The worst aspect of schizophrenia is the danger it can put you in. I went through a stage of blacking out and finding myself in horrifying situations. The police are more aware of mental illness these days, so if they find me wandering around they take me straight to the local hospital. Being thrown in a cell and handcuffed made me feel terribly humiliated. Only one time I have ever tried to hurt someone else. Most of the time my anger and confusion are directed inwards.

I had cut my wrists or carve the word Evil into my arms because the voices were telling me to. Because of the state I was in it didn’t hurt, and in a way it seemed to relieve some of the unbearable pressure. People often believe, mistakenly, that everyone who suffers from schizophrenia is violent. Although some are, the majority would never be violent to anyone other than themselves. I have tried to commit suicide several times, sometimes because I don’t know what I am doing and other times because I am fed up with feeling like this. Ten per cent of schizophrenics commit suicide.

I have discovered my illness goes through phases, which helps. I don’t always know what it sparks it off. I am better at recognising when an attack is coming on and take myself to hospital before I do anything stupid. Stress can also be a trigger. I see a psychiatrist who prescribes me Sulpiride – a sedative used to control acute hallucinations and delusions, which makes me feel as though I am experiencing everything through cotton wool. Louise, my social worker, has been a great help.

I am proud that I have struck to it and it is helping to restore my self-esteem. I am able to lead a fairly normal life. Many people with schizophrenia become isolated and this makes them withdraw into themselves even more. I know people whose schizophrenia has burned itself out by their forties and at the moment I am clinging to the hope that I might be one of those.  Sarah had always suffered from depression on and off, so I was used to her being moody. For several weeks she had been acting strangely – being withdrawn, confused and talking to herself.

Looking back I should have noticed. But I was wrapped up in my work. I decided the best thing was to be as supportive as possible. I thought it would blow over, but it wasn’t until six months later that schizophrenia was diagnosed. I knew that, chemically, people with schizophrenia are thought to have excess dopamine receptors in their brain ( a protein allowing messages to travel around the brain) and that this is reduced by taking antipsychotic drugs.

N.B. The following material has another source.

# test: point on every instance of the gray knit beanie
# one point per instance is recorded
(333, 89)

No one knows exactly what causes it, although there is a genetic link, and environmental factors seem to play a role.

But no one in either of our families had suffered from mental illness, so I didn’t know what to expect. In the beginning I clung to the hope that it was just a passing phase and that Sarah would soon recover. She was readmitted. That was the start of a cycle of behaviour common in schizophrenics, where they are better for a while, then suffer a relapse and end up in hospital again. Sarah’s illness seemed to bring new and increasingly bizarre behaviour with every turn. Obviously the suicide attempts were distressing, she wandered the streets for hours in a confused state.

If I knew she was ill I was happy for her to be sectioned, which meant she had to be forcibly kept in hospital. Knowing Sarah could die any day made me realise what mattered in life. To have Sarah healthy was more important to me than any glories at work. She was withdrawn and drinking seemed to be the only way to blot out the voices. Coping with her disability means their lives have been limited. At the moment we don’t want children because Sarah might become ill and not be able to look after them.


They would also have a 15 per cent chance of developing the illness. Anyway, we have found we can put that extra energy into supporting mental health campaigns. Since Sarah’s been ill I have developed strong ideas on the subject. I think everyone needs to be better educated about mental illness. People should realise that mentally ill people are human beings. Sarah is a person, not an illness.